We are going to use a piece of software written for NodeJS to concatenate our json files (this enables us to develop in javascript; it’s useful for lots of other things too). Go to the NodeJS download page and download and install for your machine. (Windows users, make sure you select the npm package manager as well during the install procedure). Once it’s installed, open a terminal or command prompt and type

npm install -g json-concat (mac users, you might need sudo npm install -g json-concat)

This installs the json-concat tool. We’ll now join our files together:

# As simple as this. Output file should be last
$ json-concat file1.json file2.json file3.json file4.json ouput.json

… for however many json files you have.

CONGRATULATIONS

You now have downloaded data from Open Context as json, and you’ve compiled that data into a single json file. This ability for data to be called and retrieved programmaticaly also enables things like the Open Context package for the R statistical software environment. If you’re feeling adventurous, take a look at that.

In Part Two I’ll walk you through using JQ to masage the json into a csv file that can be explored in common spreadsheet software. (For a detailed lesson on JQ, see the programming historian, which also explains why json in the first place). Of course, lots of the more interesting data viz packages can deal with json itself, but more on that later.

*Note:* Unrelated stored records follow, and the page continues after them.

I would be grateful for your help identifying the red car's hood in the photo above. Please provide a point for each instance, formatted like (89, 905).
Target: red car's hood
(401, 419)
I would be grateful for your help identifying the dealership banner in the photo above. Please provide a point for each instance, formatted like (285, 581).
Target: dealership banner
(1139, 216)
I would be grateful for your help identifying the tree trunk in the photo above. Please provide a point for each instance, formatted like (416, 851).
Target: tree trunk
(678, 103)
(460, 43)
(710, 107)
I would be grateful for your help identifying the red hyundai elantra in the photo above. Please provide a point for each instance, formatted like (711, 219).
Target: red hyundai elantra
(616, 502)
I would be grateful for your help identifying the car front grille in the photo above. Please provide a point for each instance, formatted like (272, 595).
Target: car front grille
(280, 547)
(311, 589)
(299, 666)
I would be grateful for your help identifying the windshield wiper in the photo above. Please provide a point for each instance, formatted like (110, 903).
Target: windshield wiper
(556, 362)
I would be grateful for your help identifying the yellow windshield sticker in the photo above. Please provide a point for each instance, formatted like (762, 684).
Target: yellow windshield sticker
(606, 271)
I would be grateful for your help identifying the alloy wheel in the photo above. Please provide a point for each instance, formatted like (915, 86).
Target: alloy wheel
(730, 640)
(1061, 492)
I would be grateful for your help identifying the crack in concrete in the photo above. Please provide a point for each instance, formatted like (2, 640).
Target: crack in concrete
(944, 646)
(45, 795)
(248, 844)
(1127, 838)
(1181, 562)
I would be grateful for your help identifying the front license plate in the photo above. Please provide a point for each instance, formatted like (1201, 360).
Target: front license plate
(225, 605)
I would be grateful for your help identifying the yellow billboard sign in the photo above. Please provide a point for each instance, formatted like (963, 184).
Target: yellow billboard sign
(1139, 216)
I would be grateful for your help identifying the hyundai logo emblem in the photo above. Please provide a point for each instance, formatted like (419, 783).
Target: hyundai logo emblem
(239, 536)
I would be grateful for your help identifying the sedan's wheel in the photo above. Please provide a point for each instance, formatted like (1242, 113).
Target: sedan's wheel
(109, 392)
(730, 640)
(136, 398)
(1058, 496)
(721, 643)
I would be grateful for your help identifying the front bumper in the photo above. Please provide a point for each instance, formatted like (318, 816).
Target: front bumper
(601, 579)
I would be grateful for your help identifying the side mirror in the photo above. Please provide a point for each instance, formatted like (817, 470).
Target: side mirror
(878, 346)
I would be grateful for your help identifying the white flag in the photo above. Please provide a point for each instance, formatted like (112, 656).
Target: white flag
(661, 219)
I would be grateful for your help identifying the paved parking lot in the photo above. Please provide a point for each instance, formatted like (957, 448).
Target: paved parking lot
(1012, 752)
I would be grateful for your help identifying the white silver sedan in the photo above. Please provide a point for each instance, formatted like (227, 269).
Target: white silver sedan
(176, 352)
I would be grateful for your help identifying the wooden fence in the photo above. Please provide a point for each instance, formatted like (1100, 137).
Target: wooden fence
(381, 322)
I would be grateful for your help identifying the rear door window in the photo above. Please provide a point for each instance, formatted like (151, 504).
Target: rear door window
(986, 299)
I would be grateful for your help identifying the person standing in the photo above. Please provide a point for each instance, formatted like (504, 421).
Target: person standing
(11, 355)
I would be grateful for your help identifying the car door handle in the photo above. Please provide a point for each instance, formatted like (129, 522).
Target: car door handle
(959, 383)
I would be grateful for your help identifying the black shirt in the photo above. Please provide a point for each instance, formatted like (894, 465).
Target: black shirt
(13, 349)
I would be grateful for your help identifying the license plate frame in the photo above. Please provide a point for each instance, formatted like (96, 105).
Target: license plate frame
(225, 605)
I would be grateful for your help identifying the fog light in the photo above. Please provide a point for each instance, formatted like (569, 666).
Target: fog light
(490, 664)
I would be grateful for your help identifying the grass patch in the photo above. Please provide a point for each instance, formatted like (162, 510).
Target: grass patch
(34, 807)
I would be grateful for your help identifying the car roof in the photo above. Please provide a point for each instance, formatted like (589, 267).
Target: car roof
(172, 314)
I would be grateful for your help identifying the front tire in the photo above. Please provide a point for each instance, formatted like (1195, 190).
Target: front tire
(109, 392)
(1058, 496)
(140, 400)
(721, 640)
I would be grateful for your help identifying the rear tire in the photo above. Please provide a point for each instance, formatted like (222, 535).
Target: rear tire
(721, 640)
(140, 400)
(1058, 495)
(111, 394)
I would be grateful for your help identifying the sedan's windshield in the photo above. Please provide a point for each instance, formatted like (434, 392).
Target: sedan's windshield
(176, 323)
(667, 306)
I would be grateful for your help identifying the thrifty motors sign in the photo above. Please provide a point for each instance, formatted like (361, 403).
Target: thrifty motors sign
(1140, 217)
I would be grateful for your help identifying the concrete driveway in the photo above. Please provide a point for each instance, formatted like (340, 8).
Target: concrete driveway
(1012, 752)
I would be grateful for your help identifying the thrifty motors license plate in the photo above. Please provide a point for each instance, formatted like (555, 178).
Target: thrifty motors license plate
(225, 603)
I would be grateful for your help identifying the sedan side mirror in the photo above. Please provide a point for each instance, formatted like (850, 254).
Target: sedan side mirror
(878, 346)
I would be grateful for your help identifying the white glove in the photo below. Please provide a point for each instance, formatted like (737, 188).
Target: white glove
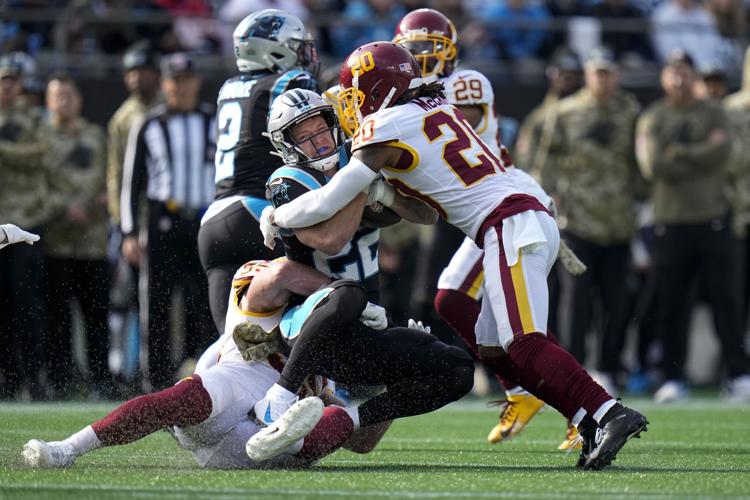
(14, 234)
(417, 325)
(270, 231)
(374, 317)
(381, 192)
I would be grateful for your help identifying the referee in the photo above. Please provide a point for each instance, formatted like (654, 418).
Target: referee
(169, 161)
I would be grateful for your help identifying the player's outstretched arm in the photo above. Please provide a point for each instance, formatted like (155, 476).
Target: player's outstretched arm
(331, 235)
(321, 204)
(271, 288)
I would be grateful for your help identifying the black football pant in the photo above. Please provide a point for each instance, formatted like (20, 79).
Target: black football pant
(87, 281)
(420, 373)
(682, 254)
(226, 242)
(172, 260)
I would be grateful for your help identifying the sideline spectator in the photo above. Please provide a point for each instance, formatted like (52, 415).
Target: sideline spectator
(24, 201)
(593, 174)
(75, 243)
(683, 147)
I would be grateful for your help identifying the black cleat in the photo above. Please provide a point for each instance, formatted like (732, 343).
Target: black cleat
(589, 441)
(624, 425)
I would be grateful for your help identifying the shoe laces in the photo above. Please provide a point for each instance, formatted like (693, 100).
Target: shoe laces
(509, 412)
(573, 443)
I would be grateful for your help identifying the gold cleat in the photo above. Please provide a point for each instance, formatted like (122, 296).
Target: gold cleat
(517, 411)
(572, 441)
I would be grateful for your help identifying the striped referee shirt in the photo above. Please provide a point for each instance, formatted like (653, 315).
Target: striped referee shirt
(171, 154)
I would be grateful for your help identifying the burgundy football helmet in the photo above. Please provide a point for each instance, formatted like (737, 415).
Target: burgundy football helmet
(372, 78)
(431, 38)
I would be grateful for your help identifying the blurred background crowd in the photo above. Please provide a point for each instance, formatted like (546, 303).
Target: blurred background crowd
(652, 183)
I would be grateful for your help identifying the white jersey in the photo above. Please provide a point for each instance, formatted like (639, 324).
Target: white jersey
(468, 87)
(444, 163)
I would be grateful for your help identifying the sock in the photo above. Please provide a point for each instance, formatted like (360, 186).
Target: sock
(186, 403)
(353, 412)
(578, 417)
(333, 429)
(278, 393)
(560, 371)
(84, 441)
(606, 411)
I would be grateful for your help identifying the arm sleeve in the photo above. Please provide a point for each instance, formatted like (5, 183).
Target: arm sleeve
(134, 170)
(321, 204)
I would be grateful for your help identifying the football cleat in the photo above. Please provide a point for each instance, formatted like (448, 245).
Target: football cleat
(621, 427)
(42, 455)
(517, 411)
(293, 425)
(588, 442)
(573, 440)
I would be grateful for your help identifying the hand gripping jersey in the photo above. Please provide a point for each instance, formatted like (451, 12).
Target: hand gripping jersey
(444, 163)
(243, 160)
(358, 260)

And of course, if you’re looking for some quick and dirty data export, Open Context has recently implemented a ‘cloud download’ button that will export a simplified version of the data direct to csv on your desktop. Look for a little cloud icon with a down arrow at the bottom of your search results page. Now, you might wonder why I didn’t mention that at the outset, but look at it this way: now you know how to get the complete data, and with this knowledge, you could even begin building far more complicated visualizations or websites. It was good for you, right? Right? Right.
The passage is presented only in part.